Campaign Twitter Handle @BrianforDC
There is a difference between being “smart on crime” and being “tough on crime.” I do not believe we make our City safer by arresting and locking away youthful criminal offenders, nor do I believe we can arrest and prosecute our way out of crime problems. To be sure, when young people commit violent crimes, particularly with guns and particularly repeat offenders, they need to be held swiftly and strictly accountable. As AG, I will work to enhance communications with DYRS, which has exclusive control over detention status and services provided to detained youth so as to more effectively address recidivism, keep kids from coming back into the criminal justice system, and keep our communities safe.
My priority will be to retain and recruit the talented, diverse, experienced and expert team of lawyers and legal professionals necessary to ensure that the Office of the Attorney General executes, advocates and delivers for Washington and all Washingtonians. In addition to being a best-in-class law office that effectively conducts the law business of the City, the OAG must maintain a motivated, talented team of professionals who are committed to protecting the public interest. This includes protecting workers from wage theft, residents from slumlords, seniors from financial exploitation, the environment from pollution, borrowers from predatory lenders, taxpayers from public sector waste, fraud, and abuse, & consumers from scam artists.

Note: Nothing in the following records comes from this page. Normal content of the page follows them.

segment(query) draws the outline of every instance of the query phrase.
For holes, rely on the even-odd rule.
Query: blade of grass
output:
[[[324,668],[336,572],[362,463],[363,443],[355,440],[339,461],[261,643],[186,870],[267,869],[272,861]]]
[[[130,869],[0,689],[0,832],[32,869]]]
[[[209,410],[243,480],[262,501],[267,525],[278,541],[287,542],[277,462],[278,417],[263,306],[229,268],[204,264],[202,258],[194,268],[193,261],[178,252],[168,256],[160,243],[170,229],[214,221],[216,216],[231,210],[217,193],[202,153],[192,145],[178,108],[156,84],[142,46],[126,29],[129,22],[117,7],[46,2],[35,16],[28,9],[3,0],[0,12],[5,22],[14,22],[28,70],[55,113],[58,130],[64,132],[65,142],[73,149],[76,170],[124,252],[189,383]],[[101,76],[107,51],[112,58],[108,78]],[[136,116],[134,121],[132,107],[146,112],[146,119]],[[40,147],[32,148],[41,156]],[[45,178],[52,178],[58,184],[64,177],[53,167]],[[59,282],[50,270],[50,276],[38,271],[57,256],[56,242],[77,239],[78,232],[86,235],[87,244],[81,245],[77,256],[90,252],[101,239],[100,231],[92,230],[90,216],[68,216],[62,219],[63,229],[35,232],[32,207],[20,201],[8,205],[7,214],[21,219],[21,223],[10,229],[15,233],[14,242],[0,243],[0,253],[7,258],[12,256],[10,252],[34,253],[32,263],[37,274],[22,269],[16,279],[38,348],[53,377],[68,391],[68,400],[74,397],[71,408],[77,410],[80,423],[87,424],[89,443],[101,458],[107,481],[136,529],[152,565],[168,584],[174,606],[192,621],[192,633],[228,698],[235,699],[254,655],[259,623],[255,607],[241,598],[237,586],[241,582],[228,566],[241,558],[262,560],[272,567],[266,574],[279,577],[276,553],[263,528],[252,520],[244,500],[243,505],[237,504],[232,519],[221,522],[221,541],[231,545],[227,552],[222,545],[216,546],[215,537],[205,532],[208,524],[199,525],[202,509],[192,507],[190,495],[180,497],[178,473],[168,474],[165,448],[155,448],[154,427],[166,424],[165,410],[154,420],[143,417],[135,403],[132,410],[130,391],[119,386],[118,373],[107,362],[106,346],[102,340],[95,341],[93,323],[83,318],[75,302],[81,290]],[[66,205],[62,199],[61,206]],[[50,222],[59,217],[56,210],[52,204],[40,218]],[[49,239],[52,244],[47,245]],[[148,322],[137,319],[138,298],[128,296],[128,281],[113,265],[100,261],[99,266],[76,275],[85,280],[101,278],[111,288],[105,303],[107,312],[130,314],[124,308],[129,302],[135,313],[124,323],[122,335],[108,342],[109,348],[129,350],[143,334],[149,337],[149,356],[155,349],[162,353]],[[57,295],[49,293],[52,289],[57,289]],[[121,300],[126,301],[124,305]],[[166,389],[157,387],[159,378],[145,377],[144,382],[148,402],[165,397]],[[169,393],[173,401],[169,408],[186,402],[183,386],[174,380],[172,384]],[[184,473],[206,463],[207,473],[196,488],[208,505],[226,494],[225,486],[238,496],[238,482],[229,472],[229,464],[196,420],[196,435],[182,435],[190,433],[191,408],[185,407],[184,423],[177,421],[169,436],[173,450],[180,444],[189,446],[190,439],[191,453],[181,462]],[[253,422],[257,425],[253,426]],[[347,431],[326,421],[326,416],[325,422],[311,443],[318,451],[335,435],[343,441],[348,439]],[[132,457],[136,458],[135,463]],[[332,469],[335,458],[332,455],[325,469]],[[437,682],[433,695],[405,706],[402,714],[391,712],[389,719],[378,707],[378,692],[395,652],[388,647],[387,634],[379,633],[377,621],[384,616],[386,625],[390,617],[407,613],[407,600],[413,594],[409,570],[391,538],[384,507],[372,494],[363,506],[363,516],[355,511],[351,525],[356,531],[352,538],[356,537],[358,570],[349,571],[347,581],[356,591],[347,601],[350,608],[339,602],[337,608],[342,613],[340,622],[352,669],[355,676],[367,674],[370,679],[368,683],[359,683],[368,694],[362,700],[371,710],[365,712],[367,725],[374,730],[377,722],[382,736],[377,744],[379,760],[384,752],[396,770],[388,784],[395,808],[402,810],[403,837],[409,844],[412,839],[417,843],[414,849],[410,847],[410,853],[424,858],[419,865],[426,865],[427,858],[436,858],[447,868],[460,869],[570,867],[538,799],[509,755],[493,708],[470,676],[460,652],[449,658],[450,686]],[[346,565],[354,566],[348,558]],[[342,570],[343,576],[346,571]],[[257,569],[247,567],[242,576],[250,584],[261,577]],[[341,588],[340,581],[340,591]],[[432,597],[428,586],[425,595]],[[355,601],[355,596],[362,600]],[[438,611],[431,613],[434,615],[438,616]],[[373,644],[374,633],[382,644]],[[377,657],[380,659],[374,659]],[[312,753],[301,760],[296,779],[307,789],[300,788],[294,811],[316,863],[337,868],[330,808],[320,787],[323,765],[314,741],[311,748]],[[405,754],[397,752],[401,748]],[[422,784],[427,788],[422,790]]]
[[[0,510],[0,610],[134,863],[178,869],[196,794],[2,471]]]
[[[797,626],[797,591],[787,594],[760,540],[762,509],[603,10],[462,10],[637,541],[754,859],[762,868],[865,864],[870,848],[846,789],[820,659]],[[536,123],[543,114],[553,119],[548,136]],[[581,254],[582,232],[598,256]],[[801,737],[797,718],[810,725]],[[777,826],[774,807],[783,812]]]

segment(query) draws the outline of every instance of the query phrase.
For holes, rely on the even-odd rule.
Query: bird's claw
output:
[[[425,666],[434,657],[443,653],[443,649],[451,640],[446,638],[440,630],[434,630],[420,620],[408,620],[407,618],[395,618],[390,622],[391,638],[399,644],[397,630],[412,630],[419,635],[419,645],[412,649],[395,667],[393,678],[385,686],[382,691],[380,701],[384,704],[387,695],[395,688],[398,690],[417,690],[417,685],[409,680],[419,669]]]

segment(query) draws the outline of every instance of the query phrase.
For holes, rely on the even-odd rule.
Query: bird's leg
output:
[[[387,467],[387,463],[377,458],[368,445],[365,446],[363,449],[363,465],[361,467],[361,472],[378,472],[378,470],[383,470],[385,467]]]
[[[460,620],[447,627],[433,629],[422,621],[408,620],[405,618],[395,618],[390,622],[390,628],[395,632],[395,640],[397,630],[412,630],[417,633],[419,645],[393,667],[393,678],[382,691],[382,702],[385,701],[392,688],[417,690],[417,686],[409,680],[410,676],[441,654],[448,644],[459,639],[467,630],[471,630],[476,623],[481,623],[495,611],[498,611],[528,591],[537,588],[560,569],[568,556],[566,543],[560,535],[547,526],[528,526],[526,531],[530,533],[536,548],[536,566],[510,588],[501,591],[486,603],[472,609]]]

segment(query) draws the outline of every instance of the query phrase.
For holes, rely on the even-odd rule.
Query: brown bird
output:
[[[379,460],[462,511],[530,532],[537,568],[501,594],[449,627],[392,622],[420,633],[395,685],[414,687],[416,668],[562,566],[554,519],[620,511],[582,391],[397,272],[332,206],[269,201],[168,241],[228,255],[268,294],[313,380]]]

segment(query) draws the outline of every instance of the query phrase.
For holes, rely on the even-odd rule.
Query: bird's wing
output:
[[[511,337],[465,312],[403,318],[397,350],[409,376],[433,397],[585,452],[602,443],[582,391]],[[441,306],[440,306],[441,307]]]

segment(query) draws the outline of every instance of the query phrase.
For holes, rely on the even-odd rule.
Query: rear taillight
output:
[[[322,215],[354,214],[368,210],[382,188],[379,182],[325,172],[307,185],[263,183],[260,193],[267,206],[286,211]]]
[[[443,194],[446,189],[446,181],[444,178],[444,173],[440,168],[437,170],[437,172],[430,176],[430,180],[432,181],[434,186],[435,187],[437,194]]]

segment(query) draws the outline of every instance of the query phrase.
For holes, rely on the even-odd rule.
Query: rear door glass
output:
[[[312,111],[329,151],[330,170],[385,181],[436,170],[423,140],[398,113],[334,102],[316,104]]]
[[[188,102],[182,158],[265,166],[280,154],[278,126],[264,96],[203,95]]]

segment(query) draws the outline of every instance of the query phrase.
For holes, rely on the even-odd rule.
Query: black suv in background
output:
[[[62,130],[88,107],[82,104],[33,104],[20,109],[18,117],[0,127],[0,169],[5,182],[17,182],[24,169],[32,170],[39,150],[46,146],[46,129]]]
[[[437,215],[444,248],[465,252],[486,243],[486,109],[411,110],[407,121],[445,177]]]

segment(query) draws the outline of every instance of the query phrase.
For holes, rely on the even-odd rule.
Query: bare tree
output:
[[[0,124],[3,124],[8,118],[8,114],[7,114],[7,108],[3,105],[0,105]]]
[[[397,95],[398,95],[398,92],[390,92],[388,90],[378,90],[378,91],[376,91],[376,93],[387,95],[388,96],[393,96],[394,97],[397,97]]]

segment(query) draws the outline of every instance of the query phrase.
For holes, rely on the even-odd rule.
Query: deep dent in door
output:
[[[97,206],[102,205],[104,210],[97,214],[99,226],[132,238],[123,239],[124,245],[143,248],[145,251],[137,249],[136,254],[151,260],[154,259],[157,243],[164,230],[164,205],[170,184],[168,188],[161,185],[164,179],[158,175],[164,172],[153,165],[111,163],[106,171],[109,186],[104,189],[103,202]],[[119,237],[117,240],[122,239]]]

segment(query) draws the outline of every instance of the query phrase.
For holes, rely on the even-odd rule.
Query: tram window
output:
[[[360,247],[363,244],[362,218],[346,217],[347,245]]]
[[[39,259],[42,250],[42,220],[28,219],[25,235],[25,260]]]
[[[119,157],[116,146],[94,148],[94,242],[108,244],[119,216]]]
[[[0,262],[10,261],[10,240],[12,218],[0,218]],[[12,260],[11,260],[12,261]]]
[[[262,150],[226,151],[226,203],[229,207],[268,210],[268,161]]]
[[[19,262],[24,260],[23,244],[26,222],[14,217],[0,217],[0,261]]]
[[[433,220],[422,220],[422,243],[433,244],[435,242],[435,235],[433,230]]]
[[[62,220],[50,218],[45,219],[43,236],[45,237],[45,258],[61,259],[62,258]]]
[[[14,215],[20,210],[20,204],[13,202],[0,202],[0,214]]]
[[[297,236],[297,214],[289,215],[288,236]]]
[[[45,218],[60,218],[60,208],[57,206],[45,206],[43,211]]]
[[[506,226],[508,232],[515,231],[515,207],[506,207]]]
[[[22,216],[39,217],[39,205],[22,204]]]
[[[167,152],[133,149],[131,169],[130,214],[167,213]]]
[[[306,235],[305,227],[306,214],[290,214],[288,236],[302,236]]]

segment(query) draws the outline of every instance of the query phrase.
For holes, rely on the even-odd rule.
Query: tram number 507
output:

I support and pledge to advocate for DC Statehood. But there are things that the Attorney General can do before it's passed. As AG, I will look to expand the number and nature of meaningful decisions that our city’s popularly elected officials, as opposed to our federal government, can make. By expanding meaningful home rule and demonstrating the highest standards of excellence and effectiveness, the OAG will enhance our ongoing efforts to persuade Congress to recognize D.C. Statehood.